Merry Christmas! And yes I do celebrate it despite my ambiguous religious philosophy. The world needs more celebrations, so I’m grabbing them as they go by. When’s Buddha’s birthday? As I’ve aged, matured, gotten older, the pile of presents around the tree has shrunk, and yet, the holiday and its gifts mean more to me.
Back in the bad old Dark Ages they had something right. Just about every other day was a holiday. (Wish I could find the attribution for that, but it was from a PBS show about twenty years ago.) They worked from dawn to dusk, unless they had the entire day off for a saint’s day or to commemorate some event. They worked harder than people today, but they also had more time off. They had time, but they didn’t have money. Their gifts were small, handmade, and they didn’t come in stacks.
I remember piles of presents back in my childhood. Sorting through to find the From:s and To:s and then distributing boxes around the room to everyone’s selected seat for the morning. Eventually the ripped wrapping paper would be piled high enough to bury a few unopened presents and a mining expedition would be launched to locate the lost toys or overlooked socks. I think I still have unopened boxes of handkerchiefs.
Every year the task got harder. People get older, and but their own things. What does anyone get any well-paid person? Today’s working American has probably already bought more luxury items in a year than a peasant owned in their life, and for the peasant, a dozen tube socks would be a major prize.
One year, for the fun of it, I gave my Dad a Nerf ball. My mom didn’t understand why a man in his twenties would buy his dad a spongy ball. At which point he and I started throwing at each other, and started laughing.
It was the simple thing, the small gift that appealed the most.
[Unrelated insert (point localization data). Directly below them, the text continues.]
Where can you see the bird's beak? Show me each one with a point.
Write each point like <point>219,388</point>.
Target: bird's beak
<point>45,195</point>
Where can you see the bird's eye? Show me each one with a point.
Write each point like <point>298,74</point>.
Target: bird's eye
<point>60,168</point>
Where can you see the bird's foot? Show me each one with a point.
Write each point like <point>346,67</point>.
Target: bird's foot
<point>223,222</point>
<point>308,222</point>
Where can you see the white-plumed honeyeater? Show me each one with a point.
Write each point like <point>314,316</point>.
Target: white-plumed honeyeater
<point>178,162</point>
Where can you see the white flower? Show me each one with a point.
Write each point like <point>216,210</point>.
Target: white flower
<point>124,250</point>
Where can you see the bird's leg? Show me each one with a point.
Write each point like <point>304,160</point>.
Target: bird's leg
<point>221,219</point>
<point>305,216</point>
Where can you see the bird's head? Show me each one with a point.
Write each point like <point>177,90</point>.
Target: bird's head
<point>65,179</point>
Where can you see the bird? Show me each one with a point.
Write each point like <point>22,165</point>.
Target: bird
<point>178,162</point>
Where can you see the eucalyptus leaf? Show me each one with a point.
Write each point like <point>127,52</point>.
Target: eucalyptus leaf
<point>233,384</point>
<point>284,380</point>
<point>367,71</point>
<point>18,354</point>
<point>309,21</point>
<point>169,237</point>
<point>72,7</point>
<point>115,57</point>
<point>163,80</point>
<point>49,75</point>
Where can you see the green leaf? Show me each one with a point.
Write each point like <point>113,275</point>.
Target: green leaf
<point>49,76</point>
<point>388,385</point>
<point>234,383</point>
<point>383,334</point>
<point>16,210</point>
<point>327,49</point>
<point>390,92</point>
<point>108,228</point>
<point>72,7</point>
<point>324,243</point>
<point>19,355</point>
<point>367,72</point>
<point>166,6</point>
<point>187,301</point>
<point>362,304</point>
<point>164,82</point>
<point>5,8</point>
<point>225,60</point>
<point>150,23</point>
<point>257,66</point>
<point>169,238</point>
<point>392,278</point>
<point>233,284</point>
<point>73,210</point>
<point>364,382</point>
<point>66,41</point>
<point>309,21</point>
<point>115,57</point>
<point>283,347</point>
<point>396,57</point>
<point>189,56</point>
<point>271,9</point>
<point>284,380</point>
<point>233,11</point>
I’m over fifty. Family is scattered, and I celebrate my own traditions, including at Christmas. I mimic a bit of my mom’s cooking by baking a ham and cooking up a few other side dishes. The lights are up, though only a few strands because my house and yard are small. That’s all I need and want. The tree is only a five footer. I picked a small one because it is still alive and will be replanted as a donation in a deforested area. Live trees are heavy. My back agrees that small is good. The presents around the tree make the smallest collection ever, but I know that the ones I’ve added for myself are just what I want. I don’t know about the others yet. They’re still wrapped.
Getting to know myself has helped me realize that, for me, some $200 sweater isn’t as appreciated as a good $20 walking stick. Socks really are good gifts, especially those expensive hiking ones that are big enough for my size 14 feet. I also realize that things that are just trinkets can accumulate. There’s a limit to how many Nerf balls a small house can hold. But food, really good food, may not last long, but it will be savored. One treat I give myself is to run around to the local winery, and the local seafood/smokehouse and stock up on fine victuals. Smoked salmon. Yum.
Heart-warming gifts are the things that can’t be wrapped. Friends dropping by. Great conversations. A walk after every meal, and maybe singing carols as if no one could hear.
We’ve been through some tough times. Despite its Christian basis, I think this particular Christmas is a celebration and a sigh of relief for many non-Christians too who didn’t think they’d get through the economic slump. Many are still waiting for the good days, and I hope they find them. That’s the handy thing about society and community, the ones that reach solid ground can help the others.
The ads for cars and wall-sized TVs may help the sales of really big ribbons, but I suspect that the small gifts, a smile, a donation, an open door, a hug, are bigger and better than all the rest.